Restaurant group: ‘Let Obama eat his hot dog’
She also noted that CCF was originally funded with money from the tobacco industry, which has been widely reported.
“The group has fought against stricter blood-alcohol levels for drivers and against increases in the minimum wage,” she said. “Its spokespersons avoid discussions about science and instead attack health advocates’ credibility. In the process, CCF often resorts to distortion and name-calling.”
PCRM announced this week that it will ask the White House to issue an executive order barring the president, the first family, the vice president and all members of Obama’s cabinet from eating unhealthy foods in public.
The move follows other provocative campaigns, including one that placed billboards in prominent areas of Chicago and Miami reading “Hot Dogs Cause Butt Cancer.”
The group’s nutrition education director Susan Levin said that Obama has a “responsibility to watch what he eats in public.”
“The White House would never set up a photo op showing the president buying cigarettes, so why is it okay to show him eating a hot dog?” Levin said in a statement Tuesday.
She cited increasing rates of obesity in the United States and studies tying colorectal cancer and premature death to the consumption of processed meats.
Obama’s occasional stops at Washington, D.C.-area burger joints always attract media attention.

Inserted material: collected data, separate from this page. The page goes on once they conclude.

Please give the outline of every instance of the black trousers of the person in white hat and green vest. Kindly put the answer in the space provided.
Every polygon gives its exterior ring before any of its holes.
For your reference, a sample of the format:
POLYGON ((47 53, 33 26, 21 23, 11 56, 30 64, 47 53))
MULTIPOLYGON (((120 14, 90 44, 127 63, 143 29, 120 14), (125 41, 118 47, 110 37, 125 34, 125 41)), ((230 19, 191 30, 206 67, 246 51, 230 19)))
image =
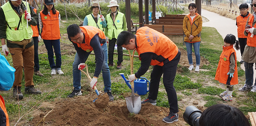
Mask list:
MULTIPOLYGON (((112 38, 112 40, 109 40, 109 64, 113 64, 113 55, 114 55, 114 49, 116 45, 116 38, 112 38)), ((123 62, 123 47, 118 46, 118 62, 117 64, 121 64, 123 62)))

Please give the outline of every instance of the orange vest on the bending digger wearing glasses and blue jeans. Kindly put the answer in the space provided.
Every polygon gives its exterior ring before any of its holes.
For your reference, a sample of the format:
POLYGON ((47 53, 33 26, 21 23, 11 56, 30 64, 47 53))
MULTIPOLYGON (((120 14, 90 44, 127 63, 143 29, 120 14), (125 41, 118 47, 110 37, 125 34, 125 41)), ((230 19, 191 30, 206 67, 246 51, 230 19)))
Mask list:
MULTIPOLYGON (((78 47, 82 48, 86 52, 91 52, 93 50, 93 48, 90 45, 90 42, 95 35, 99 35, 101 39, 106 39, 106 36, 104 35, 103 31, 101 31, 99 28, 93 26, 81 26, 80 29, 83 31, 83 33, 85 33, 85 43, 78 44, 74 41, 73 42, 76 43, 78 47)), ((100 45, 102 46, 103 44, 100 45)))

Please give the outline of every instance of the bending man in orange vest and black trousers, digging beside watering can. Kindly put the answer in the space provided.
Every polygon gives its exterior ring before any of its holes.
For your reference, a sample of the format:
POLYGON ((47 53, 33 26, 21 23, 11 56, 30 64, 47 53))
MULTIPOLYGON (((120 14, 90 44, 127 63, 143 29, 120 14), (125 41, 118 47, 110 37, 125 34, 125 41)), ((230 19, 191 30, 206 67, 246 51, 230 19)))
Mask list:
POLYGON ((135 74, 129 76, 133 81, 144 75, 153 65, 149 87, 149 96, 141 102, 156 105, 157 93, 160 78, 163 75, 163 83, 168 96, 170 114, 163 118, 165 123, 178 121, 178 100, 173 81, 176 75, 180 51, 168 37, 149 27, 142 27, 137 30, 136 35, 128 31, 122 31, 117 38, 117 45, 127 50, 136 49, 141 60, 141 66, 135 74))

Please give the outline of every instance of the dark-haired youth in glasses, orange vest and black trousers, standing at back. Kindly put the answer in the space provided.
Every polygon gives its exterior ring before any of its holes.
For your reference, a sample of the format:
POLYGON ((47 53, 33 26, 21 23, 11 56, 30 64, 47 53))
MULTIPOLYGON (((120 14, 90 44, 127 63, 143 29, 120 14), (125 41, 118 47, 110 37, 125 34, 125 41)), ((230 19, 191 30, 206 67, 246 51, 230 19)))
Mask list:
MULTIPOLYGON (((244 35, 244 29, 246 26, 246 21, 248 19, 249 16, 251 16, 252 14, 250 14, 248 12, 248 5, 246 3, 242 3, 239 6, 239 10, 240 10, 240 15, 237 16, 237 35, 238 35, 238 40, 239 40, 239 45, 240 45, 240 52, 241 52, 241 56, 244 52, 244 47, 246 45, 246 41, 247 41, 247 36, 244 35)), ((241 59, 240 61, 241 64, 244 63, 244 60, 241 59)))

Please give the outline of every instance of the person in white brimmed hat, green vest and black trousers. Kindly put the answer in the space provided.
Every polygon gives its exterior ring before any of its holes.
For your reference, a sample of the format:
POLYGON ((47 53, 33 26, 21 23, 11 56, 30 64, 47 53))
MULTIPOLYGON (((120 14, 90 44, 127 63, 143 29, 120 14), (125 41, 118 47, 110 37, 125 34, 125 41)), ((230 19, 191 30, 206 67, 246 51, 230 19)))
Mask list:
MULTIPOLYGON (((114 66, 113 55, 114 55, 114 47, 116 45, 116 39, 121 33, 121 31, 127 31, 127 24, 125 19, 125 14, 119 12, 118 4, 116 0, 111 0, 107 7, 110 7, 111 13, 107 14, 106 22, 107 27, 105 28, 105 35, 109 37, 109 66, 114 66)), ((118 62, 117 69, 121 69, 123 62, 123 47, 118 46, 118 62)))

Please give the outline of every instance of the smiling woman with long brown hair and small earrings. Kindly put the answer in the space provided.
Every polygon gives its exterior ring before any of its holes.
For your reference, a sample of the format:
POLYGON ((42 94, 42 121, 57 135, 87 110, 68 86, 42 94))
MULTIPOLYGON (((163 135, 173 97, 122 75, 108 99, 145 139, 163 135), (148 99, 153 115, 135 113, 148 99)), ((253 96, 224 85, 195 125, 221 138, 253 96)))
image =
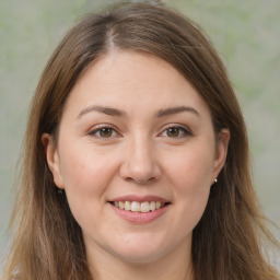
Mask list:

He treated staff to lunch at Good Stuff Eatery on Capitol Hill in August 2011 and went with then-Russian President Dmitry Medvedev to Ray’s Hell Burger in Arlington, Va., a year before that.
Despite the trend, some note that Obama appears to have lost weight since assuming office.
CCF defended meals like hot dogs and hamburgers as “quintessential American foods.”
“When it comes to the First Family’s dinner choices, the Center for Consumer Freedom suggests that they trust experts, not evangelical vegetarians who don lab coats to assume credibility,” Wilson said.
More than 10,000 of PCRM’s 125,000 members are physicians, Agarwal said.
CCF has gone after PCRM in the past, along with Mothers Against Drunk Driving, which it accuses of “attacking the responsible consumption of adult beverages.”
It also criticized the influential Institutes of Medicine (IOM) for joining a movement of “food nannies” after a recent IOM report concluded that staving off an obesity epidemic may require a soda tax and other concessions from industry.